E poi non vi è da trascurare la sanità privata. Recenti statistiche effettuate hanno messo in luce che l’ospedalità privata eroga il 23,4% delle totalità delle prestazioni ospedaliere in Sicilia incidendo solo per il 12% sul complesso della spesa ospedaliera regionale. Nella sanità privata siciliana, inoltre, lavorano quasi 7000 operatori ed un euro investito comporta il risparmio di un euro e venti centesimi. Senza contare che, aumentando l’offerta (sempre in rapporto alla domanda, beninteso) attraverso l’accreditamento di più strutture private, si assicura una pluralità di servizi a prezzi immutati per l’utenza, ma con sensibile risparmio per il bilancio regionale.
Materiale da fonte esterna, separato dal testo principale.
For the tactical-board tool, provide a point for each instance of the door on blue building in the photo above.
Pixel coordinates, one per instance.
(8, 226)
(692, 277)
A fronte, insomma, di una sempre maggior difficoltà di gestire il Fondo sanitario contemperandolo alle esigenze del territorio, non si può nascondere il fatto che una migliore organizzazione dei servizi sanitari potrebbe imprimere una svolta alla sanità siciliana. Questo potrebbe consentire di superare il “gap” con altre regioni (come Lombardia e Trentino) rispetto alle quali la Sicilia ha un’aspettativa di vita inferiore a 3 anni (80 contro gli 83 di vita media), regioni nelle quali tale organizzazione è evidentemente più efficiente coniugandosi, al tempo stesso, con le esigenze espresse dal territorio.

Non esistono mai ricette – tanto meno in medicina – che possano definirsi risolutive, ma vale la pena immaginare le misure che, a modesto giudizio di chi scrive e opera in sanità pubblica da oltre trent’anni, potrebbero costituire la chiave di volta per un decisivo viraggio da una sanità di sprechi a una sanità virtuosa e consapevole del proprio ruolo sociale:

a) rafforzare la prevenzione in tutti i settori sanitari

b) ridurre l’ospedalizzazione attraverso l’implementazione delle strutture domiciliari territoriali

c) anteporre sempre la domanda all’offerta

d) coniugare efficacemente il pubblico con il privato.

Ma il punto più rilevante – questo il motivo per cui è stato posto a margine – è rappresentato dalla formazione dei medici. A riguardo, è indispensabile che, pur mantenendo in atto il numero programmato, siano ridiscussi i criteri di selezione per l’accesso universitario, i quali devono essere il più possibile congrui alla tipologia di studi da affrontare. Bisognerà quindi adeguare il numero delle borse di specializzazione alla quantità effettiva annuale di studenti che raggiunge la laurea, onde evitare, come le statistiche prevedono,

che di qui a dieci anni il numero di medici ospedalieri, praticamente, si dimezzi. Ed è, infine, imprescindibile istituire su tutto il territorio nazionale corsi di “medicina narrativa”, affinché i medici, nel loro rapporto con i pazienti, personalizzino sempre più un vincolo che non è – né mai potrebbe essere – di natura esclusivamente professionale.

L’incontro è stato patrocinato, oltre che dall’Ordine dei Medici e Odontoiatri di Messina, dalla Fidapa rappresentata da Rosamaria Trischitta e dall’AMMI rappresentata da Rosellina Zamblera Crisafulli che hanno porto il saluto delle rispettive Associazioni. È intervenuta anche la past President Fidapa Annamaria Tarantino.